I use virtualmin/webmin for this purpose.


I work on Virtualmin. I'm glad it works well for you in this role. The mail stack is probably he single most complicated portion of the stuff Virtualmin manages (it certainly has a long dependency list). As the person that maintains some of it, I also wish there were a simpler way! The number of components we have to keep up in order to make it easy is mind blowing...

That said, I'm really surprised at how many mail sending services there are. Sending mail really shouldn't be hard (and it isn't if you understand all the components, but it's still time-consuming enough to be a challenge for many). I am not one of those folks who believes email should be replaced by a whole new thing, but I do think a simplification of the stack would be lovely. How we do that without introducing even more new mail related standards is the conundrum.


Sounds like you know enough about this process where you know it can be a lot of setup and careful maintenance.

So if you don't want to invest the setup and ongoing maintenance time, or get no pleasure from doing such , may I ask why you want a simple way to do all this at all?

Seems like you should just use fastmail or gmail or similar?

Configuring and running smtp isn't supposed to be super easy and fool proof. I think most systems that claim that will leave you with an unmaintained email solution that is likely not very secure and probably not being replicated or backed up, for starters, not mentioning all the actual things that go into making it all work reliably.


So if you don't want to invest the setup and ongoing maintenance time, or get no pleasure from doing such , may I ask why you want a simple way to do all this at all?

I'm not the person you replied to, but among the potential reasons would be privacy, reliability and sustainability.


Yeah, i hear you, but I think that its a bit of a silver bullet, to have a 1 click install that gives you all of these things.

Just the 3 you mentioned here, privacy, reliability and sustainability are not going to happen if you are doing a 1-click install, and don't understand how it works.


I find the best way to do this is using a panel like Vesta or Webmin.

There's also iRedAdmin but it's not particularly 'free'.

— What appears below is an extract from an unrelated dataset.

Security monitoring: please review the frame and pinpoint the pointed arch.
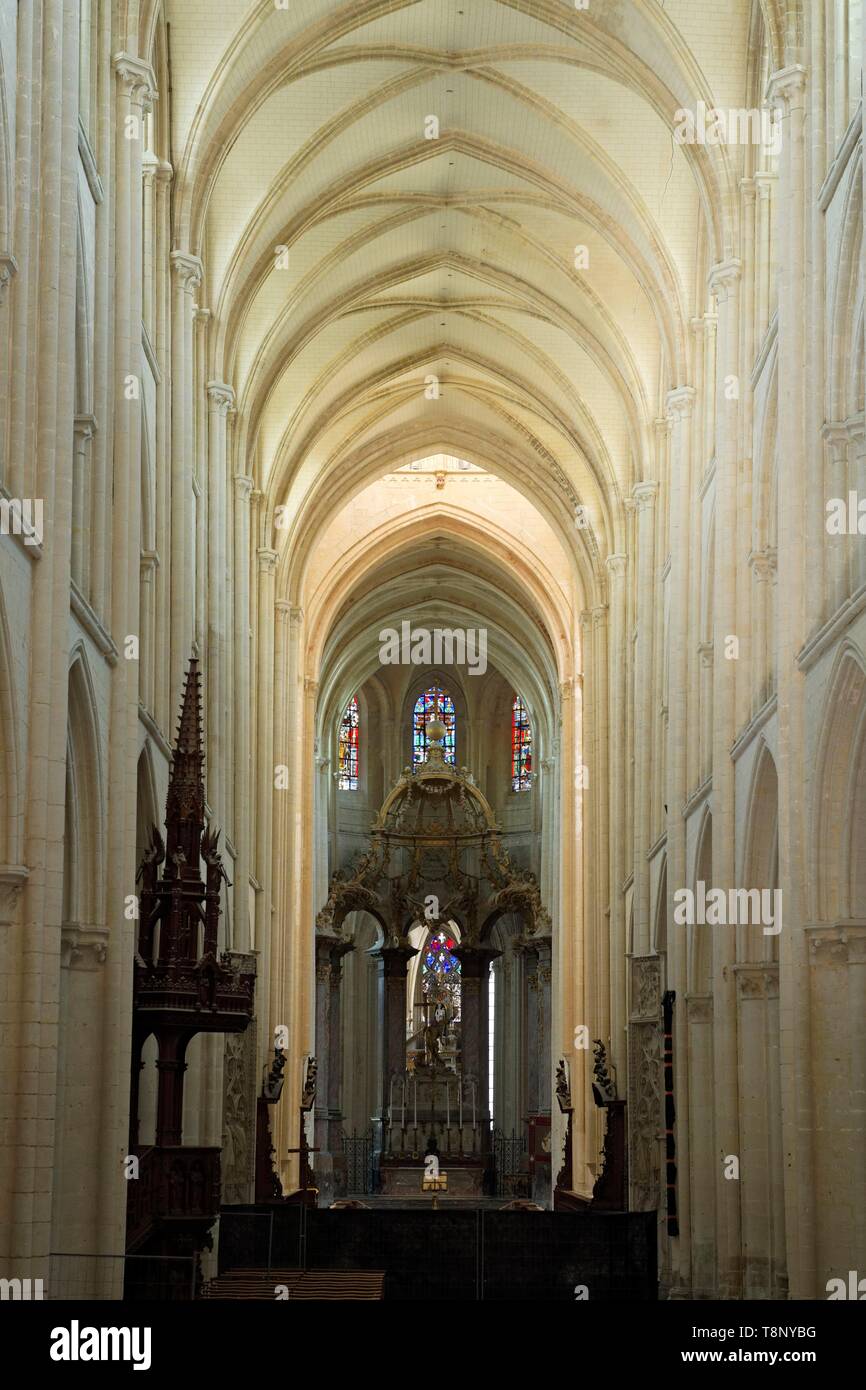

You can try https://hub.docker.com/r/analogic/poste.io/ - Its complete easy to use solution installed with docker... see https://poste.io/ (author here)


Ugh, closed source.

mailserver is a part of my stack I need to be able to tweak and look behind the curtain at; one-size-fits-all is really hard with email.


haraka

https://haraka.github.io/

Best mailsoftware I used so far. And ridiculously fast


correct me if I'm wrong, but as good as haraka looks (and it looks great), it isn't really a "complete package" like the GP was looking for...

From the Manual page[0]:

> Haraka makes no attempt to be a mail store (like Exchange or Postix/Exim/Qmail), a LDA, nor an IMAP server (like Dovecot or Courier). Haraka is typically used with such systems.